It's 9:17pm on a Monday night. In all normal Monday paths in my life these days, I would be, in the next ten minutes or so, getting dressed and ready to head to Powerhouse Blues. Blues dancing is among the most-loved activities in my life now, and I don't miss the Monday dance for anything but a few very special exceptions. In fact I am listening to a particularly delicious blues song at this very moment - John Hammond's version of Same Thing - and starting to half-regret the decision...
Today my good friend at work reminded me that we have not gone out for a beer and a nice talk for quite awhile. We almost waited til tomorrow, but at the last moment decided to hang out today. We went to a bar I've passed many times on the bus and recently saw claiming to have 20 craft beers on draft. We had a wonderful, in depth, and honest talk about some shared threads in our lives. I am happy to have such friends.

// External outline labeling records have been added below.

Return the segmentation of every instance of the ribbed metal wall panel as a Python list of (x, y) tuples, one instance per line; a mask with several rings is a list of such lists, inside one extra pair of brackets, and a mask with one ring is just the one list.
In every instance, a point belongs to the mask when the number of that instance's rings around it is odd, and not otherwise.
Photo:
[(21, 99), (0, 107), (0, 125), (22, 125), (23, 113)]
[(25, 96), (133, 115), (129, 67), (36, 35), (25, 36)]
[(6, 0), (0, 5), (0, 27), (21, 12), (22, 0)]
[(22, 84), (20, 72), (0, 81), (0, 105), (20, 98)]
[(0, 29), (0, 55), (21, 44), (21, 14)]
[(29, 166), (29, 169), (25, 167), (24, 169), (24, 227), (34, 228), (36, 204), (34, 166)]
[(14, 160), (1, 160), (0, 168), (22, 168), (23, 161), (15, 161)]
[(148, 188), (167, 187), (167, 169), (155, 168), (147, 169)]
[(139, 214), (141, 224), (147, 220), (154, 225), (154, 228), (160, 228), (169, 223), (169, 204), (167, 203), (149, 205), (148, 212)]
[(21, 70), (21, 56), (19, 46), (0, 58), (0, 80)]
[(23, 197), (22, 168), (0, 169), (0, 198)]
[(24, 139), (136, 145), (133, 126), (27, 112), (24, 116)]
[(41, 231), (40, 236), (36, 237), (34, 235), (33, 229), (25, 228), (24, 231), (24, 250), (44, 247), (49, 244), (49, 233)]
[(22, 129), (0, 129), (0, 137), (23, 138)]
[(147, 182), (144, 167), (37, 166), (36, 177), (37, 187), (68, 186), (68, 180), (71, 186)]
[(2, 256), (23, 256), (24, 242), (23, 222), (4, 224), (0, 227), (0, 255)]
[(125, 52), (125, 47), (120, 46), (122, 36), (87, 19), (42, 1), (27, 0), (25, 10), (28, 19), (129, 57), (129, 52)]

So I made it home at 8-something in the evening and realized, man, I am tired. And hungry. I am so lucky as to have leftovers to eat this week, the results of my parents' visit and cooking with my mother (a well-versed experienced cook) over this past weekend. So I microwaved a plate and it was utterly delicious.
While tired, I had been intending on heading to blues at 9:30 as usual. Then I remembered this week is the once-monthly house party dance held two bus rides away from where I live. Now, I know I am incredibly spoiled to have merely a 30-second walk to the regular weekly venue. I am not saying I'm complaining about the change of location. I merely had - for once - a simple realization and resulting decision: I'm feeling tired, in the mood for relaxing indoors, not for going back out a half hour from when I walked in the front door. I realized that I don't have to bind myself to a weekly schedule just because the event opportunity is there and because I love it so much. I realized I can listen to my gut feeling and take a night off, and while I'm lamenting a little bit that I'll now probably go two weeks in between blues dancing (such a painfully long time to wait!), I am okay with this for right now, and I think it will be good for me.
What do you know! Life is changeable.